Le cacao est originaire de la zone intertropicale d’Amérique latine. Le premier cacao connu et cultivé était le Criollo que l’on trouvait depuis le Mexique jusqu’au bout de l’Amérique Centrale. L’histoire dit que ce Criollo a été cultivé par les Olmèques, les Toltèques puis par les Mayas.

Le Criollo est un cacao fin de très bon arôme, mais l'arbre est extrêmement fragile et peu productif. Il représente, aujourd’hui, seulement 1 % de la production mondiale. Criollo veut dire Créole, cacao local, en espagnol. À l'opposé il y a le cacao « étranger », le Forastero. Il est originaire du bassin de l’Amazonie qui produit l’Amelonado. Le Forastero serait le premier cacao apparu sur terre, bien avant la naissance de l'humanité. Ses graines auraient été transportées au cours des âges depuis l'Amazonie, jusqu'au Mexique et, durant ce voyage, des mutations seraient intervenues pour transformer le Forastero en Criollo

Le Forastero est le cacao le plus cultivé puisqu’il représente à lui seul 80% de la production mondiale. Le 3ème type de cacao, identifié sur l’île de Trinidad, dont il a tiré son nom, est le Trinitario : c’est un hybride entre le Forastero et le Criollo, qui peut avoir des caractéristiques plus proches de l’un ou de l’autre des parents. Dans la sélection cacaoyère, on essaie aujourd’hui de trouver des Trinataro, qui aient le côté aromatique très fort des Criollo et la productivité des Forastero.

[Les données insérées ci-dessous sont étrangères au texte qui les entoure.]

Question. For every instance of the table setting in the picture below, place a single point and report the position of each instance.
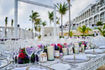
(73, 55)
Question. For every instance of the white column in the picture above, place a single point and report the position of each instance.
(54, 21)
(16, 19)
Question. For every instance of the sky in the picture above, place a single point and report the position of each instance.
(24, 11)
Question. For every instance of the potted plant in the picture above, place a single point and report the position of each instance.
(64, 49)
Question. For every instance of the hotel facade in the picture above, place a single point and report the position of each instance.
(91, 15)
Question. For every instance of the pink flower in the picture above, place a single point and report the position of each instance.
(52, 44)
(39, 46)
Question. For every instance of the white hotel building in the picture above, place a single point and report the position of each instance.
(91, 14)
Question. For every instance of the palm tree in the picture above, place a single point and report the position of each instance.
(62, 8)
(99, 23)
(6, 22)
(50, 16)
(84, 30)
(12, 26)
(69, 16)
(33, 17)
(71, 34)
(102, 30)
(12, 23)
(44, 23)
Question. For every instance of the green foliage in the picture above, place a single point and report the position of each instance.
(37, 21)
(34, 16)
(62, 8)
(102, 30)
(99, 23)
(71, 34)
(84, 30)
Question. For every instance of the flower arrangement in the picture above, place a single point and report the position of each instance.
(83, 43)
(23, 58)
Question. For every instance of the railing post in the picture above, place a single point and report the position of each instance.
(54, 27)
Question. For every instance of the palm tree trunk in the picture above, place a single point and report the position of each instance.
(32, 30)
(61, 25)
(69, 20)
(50, 22)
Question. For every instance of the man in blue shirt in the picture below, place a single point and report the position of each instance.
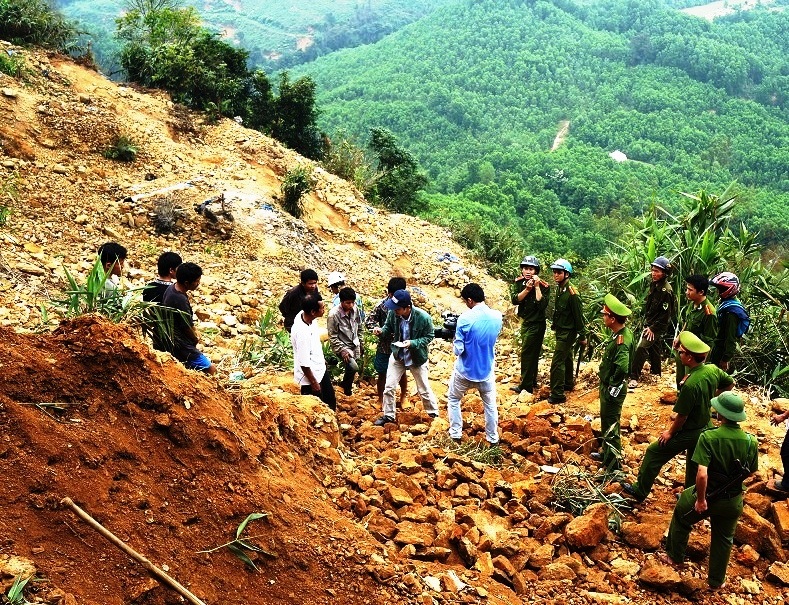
(475, 338)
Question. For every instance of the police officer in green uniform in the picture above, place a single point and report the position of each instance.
(716, 454)
(691, 416)
(531, 295)
(660, 307)
(568, 323)
(613, 374)
(699, 317)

Le berceau ethno-botanique du cacaoyer est situé au Mexique. Ce sont les colons espagnols qui ont propagé sa culture en Amérique latine, puis en Asie. Vers 1670, les Espagnols introduisent le Criollo dans l’île de Java. L’histoire de la cacaoculture est liée à l’histoire de l’expansion coloniale et c’est ainsi qu’au XIXe siècle et au début du XXe, on assiste sous l’influence des Hollandais à une redistribution du cacao dans toutes les îles du sud-est asiatique. À la fin du XIXe siècle, les Portugais introduisent le cacao en Afrique via les îles de Sao Tomé et Principe : la culture des Forastero se répand au Ghana et en Côte d’Ivoire, accompagnée de Trinitario au Cameroun et au Nigéria. Les Anglais, à partir de Ceylan, introduisent le cacao sur l’île de Madagascar.

Pays producteurs

La production mondiale vient de 45 pays, mais elle est surtout concentrée dans 8 pays. La Côte d'Ivoire est le premier pays producteur avec 1 200 000 tonnes. En seconde position, le Ghana et l’Indonésie produisent 350 000 à 400 000 tonnes, selon les années, puis viennent le Nigeria, le Cameroun, le Brésil, l’Equateur, et la Malaisie. 

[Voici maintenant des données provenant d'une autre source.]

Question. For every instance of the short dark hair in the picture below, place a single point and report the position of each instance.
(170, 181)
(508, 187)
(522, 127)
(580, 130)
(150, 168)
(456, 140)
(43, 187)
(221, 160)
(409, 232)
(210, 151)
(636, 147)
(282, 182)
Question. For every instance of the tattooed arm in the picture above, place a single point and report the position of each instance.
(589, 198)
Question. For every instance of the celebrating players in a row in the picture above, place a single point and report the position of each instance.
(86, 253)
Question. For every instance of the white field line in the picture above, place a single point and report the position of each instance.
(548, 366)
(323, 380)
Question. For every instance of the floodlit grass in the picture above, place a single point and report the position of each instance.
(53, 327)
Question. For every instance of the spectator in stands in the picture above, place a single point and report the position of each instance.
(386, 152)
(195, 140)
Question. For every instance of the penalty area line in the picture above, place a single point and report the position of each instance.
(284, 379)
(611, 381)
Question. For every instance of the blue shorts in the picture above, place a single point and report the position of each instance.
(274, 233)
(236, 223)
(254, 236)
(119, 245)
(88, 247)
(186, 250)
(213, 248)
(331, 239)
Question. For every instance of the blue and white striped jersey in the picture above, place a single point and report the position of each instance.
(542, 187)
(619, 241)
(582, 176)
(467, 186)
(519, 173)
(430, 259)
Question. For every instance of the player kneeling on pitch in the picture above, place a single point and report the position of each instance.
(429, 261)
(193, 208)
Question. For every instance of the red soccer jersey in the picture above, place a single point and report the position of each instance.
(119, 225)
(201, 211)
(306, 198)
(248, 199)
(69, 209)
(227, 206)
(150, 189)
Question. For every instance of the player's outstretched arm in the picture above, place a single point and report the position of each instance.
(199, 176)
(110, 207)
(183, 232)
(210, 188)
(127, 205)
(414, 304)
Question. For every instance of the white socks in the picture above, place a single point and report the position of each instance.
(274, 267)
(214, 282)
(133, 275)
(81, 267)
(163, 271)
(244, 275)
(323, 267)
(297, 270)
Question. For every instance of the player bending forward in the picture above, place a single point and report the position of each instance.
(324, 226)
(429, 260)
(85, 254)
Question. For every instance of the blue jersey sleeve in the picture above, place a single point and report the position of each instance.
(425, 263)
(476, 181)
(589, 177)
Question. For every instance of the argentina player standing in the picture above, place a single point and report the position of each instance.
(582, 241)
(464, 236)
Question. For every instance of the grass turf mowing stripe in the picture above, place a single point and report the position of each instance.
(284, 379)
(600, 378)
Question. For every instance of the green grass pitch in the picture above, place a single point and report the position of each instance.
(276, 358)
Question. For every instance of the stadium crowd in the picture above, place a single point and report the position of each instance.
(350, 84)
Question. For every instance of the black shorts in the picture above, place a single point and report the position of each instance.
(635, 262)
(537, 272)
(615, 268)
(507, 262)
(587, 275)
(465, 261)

Les Forasteros se sont bien adaptés sur le continent africain qui donne l'Amelonado ouest africain au goût chocolaté basique et prononcé. Les cacaos fins sont plutôt cultivés en Amérique Latine, dans les Caraïbes, dans l'Océan Indien, et un peu en Asie du Sud-Est. L'Equateur produit un cacao au goût Arriba, avec des notes de fleurs d’orangers et de jasmin. Le Chuao, cacao quasiment pur Criollo, vient du Vénézuéla. Les Iles caraïbes, mise à part la République Dominicaine, fournissent 100% de cacaos fins, aux arômes boisés de noisette, d’amande et de tabac. Madagascar et l’Océan Indien produisent des cacaos aux arômes de fruits rouges portés par une acidité étonnante qui révèle des nuances de framboise, cassis et groseille. Java et la Papouasie-Nouvelle Guinée cultivent des cacaos fins, à rapprocher de ceux du Vénézuela, aux saveurs délicatement chocolatées avec des touches caramel ou fumées. 

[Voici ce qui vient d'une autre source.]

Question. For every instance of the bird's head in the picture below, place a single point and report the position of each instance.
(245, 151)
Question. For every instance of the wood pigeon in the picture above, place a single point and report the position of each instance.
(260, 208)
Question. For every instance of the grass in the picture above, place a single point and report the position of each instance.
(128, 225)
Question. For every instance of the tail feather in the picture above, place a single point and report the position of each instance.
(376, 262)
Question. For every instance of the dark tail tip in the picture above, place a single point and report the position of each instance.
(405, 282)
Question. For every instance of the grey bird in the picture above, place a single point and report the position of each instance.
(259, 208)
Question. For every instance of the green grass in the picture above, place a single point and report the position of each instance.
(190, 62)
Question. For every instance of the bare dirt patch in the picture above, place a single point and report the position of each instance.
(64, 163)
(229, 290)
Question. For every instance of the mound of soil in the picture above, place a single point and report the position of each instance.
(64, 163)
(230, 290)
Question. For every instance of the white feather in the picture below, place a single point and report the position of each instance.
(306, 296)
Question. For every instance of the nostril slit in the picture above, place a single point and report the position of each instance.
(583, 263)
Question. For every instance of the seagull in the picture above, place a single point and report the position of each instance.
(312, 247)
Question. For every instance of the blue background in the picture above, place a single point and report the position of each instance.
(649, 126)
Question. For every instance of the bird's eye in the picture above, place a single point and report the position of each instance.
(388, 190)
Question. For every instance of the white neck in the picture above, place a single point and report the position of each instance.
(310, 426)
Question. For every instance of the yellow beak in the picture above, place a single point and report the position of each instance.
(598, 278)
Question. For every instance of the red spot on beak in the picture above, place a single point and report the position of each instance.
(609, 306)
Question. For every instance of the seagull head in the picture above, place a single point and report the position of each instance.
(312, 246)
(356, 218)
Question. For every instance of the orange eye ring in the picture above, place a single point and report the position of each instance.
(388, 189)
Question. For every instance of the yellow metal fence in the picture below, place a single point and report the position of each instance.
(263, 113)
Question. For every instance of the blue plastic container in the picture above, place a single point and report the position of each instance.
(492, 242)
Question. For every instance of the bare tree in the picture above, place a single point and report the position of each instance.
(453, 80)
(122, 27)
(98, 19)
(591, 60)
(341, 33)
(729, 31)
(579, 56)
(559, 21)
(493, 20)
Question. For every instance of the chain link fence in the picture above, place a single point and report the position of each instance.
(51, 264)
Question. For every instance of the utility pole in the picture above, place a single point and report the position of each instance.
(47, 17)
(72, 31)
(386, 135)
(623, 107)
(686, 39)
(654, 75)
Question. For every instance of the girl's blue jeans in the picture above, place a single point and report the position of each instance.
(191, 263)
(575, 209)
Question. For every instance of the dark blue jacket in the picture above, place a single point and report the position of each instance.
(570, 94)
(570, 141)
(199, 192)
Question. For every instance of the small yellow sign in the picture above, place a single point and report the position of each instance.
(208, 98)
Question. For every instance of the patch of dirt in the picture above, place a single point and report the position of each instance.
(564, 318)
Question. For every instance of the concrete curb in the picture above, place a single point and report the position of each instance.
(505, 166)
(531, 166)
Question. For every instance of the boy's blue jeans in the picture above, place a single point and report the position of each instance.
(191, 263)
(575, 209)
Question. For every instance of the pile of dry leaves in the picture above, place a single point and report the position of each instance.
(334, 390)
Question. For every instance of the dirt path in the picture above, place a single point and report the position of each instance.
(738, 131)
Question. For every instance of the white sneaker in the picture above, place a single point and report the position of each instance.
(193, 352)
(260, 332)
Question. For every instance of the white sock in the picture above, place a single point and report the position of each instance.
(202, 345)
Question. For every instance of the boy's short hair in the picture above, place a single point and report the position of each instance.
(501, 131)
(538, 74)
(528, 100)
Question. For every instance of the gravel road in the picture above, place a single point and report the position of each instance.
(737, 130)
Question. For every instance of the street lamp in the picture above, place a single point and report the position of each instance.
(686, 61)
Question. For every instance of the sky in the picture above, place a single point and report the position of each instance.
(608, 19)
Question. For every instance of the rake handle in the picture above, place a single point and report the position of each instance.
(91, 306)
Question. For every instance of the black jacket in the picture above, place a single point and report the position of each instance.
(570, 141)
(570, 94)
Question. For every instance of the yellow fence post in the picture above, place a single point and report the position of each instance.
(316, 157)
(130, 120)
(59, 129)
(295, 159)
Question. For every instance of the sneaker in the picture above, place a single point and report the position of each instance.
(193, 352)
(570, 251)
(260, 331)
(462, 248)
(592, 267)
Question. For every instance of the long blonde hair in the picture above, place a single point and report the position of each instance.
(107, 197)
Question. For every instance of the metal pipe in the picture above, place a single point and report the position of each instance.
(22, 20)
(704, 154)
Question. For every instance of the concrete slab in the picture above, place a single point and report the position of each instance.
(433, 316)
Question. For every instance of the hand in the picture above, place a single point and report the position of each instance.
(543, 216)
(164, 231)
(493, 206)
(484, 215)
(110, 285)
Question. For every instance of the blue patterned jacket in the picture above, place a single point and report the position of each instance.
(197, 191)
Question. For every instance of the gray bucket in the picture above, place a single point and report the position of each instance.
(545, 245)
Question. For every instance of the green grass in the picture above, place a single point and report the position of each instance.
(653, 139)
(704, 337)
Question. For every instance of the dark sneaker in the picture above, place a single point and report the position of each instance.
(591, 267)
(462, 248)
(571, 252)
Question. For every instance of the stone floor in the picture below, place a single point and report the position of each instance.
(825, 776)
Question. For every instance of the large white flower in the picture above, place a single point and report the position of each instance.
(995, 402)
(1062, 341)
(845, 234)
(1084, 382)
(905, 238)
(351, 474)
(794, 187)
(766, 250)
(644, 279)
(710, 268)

La production mondiale, aujourd’hui de 2 700 000 tonnes, présente un risque de pénurie tant sur la quantité que sur la qualité. En effet la cacaoculture est une culture de fronts pionniers : la forêt primaire est défrichée et l'on plante les cacaoyers qui produisent pendant 30 à 50 ans. Au cours de la période de production, des maladies et des insectes prolifèrent, diminuant le rendement, en particulier dans les zones de productions intensives concentrées. En Afrique, le sol latéritique s’épuise et, compte tenu des faibles moyens financiers des planteurs, il ne peut-être régénéré par apport d’engrais. Une fois que la plantation n’est plus rentable, les nouvelles générations planteront sur d’autres défriches au détriment de la forêt que l’on tente de protéger : cela pose la problématique de la réutilisation des sols des anciennes zones cacaoyères. Par ailleurs le cours du cacao étant très bas, les planteurs mal rémunérés ne sont pas incités à produire des cacaos de qualité ou, pire, ils arrachent leurs plantations pour exploiter d’autres cultures afin d’assurer la subsistance de leurs familles.

Culture du cacaoyer

Le cacaoyer est un arbre de la strate inférieure, qui pousse à l’ombre des grands arbres de la forêt équatoriale : à l'état sauvage le cacaoyer peut atteindre 10 à 15 mètres. C'est une dicotylédone dont les graines sont plantées et se développent en pépinières ombragées. En culture, il est maintenu entre 3 et 6 mètres de hauteur. Les arbres d’ombrage, indispensables à la bonne croissance du cacaoyer, sont sélectionnés tant pour leur résistance aux cyclones que pour la valorisation de leur bois d'oeuvre. Au Costa Rica, ces arbres servent de perchoirs relais aux oiseaux migrateurs et permettent le développement de faunes et de flores spécifiques.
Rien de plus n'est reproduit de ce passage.